President Joe Biden on Tuesday said Washington’s “strategic ambiguity” policy for Taiwan remains in place, a day after his comment about readiness to defend the island against a Chinese invasion suggested a change.
“No,” Biden told reporters in Tokyo when asked if the policy was now dead. “The policy has not changed at all. I stated that when I made my statement yesterday.”
Biden’s latest declaration followed similar insistence from top US officials that a decades-old approach to Taiwan remains in place.
This includes arming the democratic island for its own defense, while acknowledging China’s legal sovereignty and expressing “strategic ambiguity” on whether American troops would ever intervene.
The reassurances follow the president’s answer to a question at a press conference in Tokyo on Monday where he said “yes,” when asked if Washington would be willing to get involved militarily in Taiwan’s defense.

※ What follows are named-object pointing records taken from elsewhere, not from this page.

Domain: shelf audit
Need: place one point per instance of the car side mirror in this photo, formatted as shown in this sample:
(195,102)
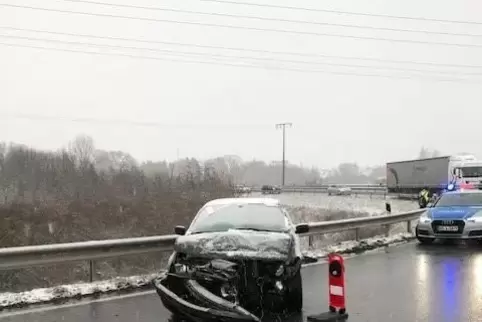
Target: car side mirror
(302,229)
(180,230)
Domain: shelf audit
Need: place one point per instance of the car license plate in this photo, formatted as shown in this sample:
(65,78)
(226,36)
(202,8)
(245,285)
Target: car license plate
(447,228)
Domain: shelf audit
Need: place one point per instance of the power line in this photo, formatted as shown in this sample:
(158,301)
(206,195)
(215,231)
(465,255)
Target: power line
(344,12)
(261,18)
(259,51)
(243,65)
(214,56)
(34,117)
(285,31)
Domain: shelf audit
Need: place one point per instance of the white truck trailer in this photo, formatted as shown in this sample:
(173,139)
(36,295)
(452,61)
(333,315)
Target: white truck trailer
(433,173)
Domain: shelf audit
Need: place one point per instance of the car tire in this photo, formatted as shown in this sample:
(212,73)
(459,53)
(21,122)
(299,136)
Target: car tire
(294,297)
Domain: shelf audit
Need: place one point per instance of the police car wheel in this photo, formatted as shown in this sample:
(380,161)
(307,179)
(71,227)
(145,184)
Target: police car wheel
(425,240)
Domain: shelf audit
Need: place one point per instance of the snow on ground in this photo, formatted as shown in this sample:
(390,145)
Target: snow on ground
(43,295)
(360,203)
(64,292)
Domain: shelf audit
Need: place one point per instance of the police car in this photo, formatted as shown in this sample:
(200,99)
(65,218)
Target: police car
(456,214)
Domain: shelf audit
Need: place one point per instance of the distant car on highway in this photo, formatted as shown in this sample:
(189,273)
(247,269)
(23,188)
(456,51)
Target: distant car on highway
(240,188)
(270,190)
(338,190)
(454,215)
(239,255)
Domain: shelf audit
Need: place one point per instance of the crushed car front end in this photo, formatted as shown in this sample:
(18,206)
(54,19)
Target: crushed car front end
(205,283)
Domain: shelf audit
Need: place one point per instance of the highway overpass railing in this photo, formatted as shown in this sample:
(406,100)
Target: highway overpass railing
(28,256)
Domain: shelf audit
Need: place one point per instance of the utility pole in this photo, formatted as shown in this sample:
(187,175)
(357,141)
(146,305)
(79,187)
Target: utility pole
(283,127)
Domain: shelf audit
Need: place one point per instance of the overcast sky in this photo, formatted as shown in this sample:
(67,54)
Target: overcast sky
(206,110)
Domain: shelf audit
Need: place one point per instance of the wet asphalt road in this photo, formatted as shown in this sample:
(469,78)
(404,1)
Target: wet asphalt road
(439,283)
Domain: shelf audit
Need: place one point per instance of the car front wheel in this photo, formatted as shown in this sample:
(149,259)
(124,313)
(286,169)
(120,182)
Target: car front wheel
(294,298)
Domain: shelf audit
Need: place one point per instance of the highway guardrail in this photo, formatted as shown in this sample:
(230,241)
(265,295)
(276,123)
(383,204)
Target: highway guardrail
(28,256)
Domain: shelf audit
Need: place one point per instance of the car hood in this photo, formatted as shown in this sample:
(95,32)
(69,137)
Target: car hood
(237,244)
(453,212)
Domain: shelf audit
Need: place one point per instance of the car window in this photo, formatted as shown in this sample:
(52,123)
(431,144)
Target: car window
(459,199)
(245,216)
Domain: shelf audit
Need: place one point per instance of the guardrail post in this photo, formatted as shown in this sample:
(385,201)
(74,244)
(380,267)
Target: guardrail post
(357,234)
(91,271)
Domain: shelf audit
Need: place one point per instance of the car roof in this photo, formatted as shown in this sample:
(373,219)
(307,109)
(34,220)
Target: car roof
(244,201)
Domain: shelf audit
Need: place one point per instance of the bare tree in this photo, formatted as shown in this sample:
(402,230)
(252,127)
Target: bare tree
(83,149)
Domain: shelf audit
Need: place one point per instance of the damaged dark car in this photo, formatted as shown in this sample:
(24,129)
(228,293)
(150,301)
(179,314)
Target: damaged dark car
(239,258)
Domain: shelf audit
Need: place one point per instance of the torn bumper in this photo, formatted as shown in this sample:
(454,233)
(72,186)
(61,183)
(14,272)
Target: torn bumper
(196,302)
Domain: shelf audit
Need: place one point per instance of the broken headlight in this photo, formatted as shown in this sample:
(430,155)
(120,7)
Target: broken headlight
(280,270)
(180,268)
(229,292)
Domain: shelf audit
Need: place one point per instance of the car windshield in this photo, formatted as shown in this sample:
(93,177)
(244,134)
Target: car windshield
(459,199)
(246,216)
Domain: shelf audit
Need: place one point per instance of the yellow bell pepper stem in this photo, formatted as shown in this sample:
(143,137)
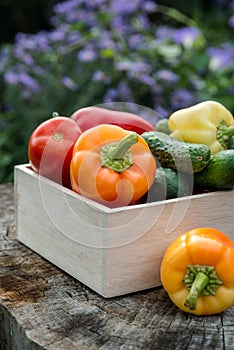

Taiwan, which is self-ruled and has a thriving trade relationship with the United States, welcomed Biden’s apparent expansion of the US commitment, while China reacted angrily, saying Washington was “playing with fire.”
Biden is visiting Tokyo for meetings with leaders from the Quad group, which also includes Australia, India and Japan.
He earlier went to South Korea as part of a trip reinforcing key US trade and military alliances in Asia.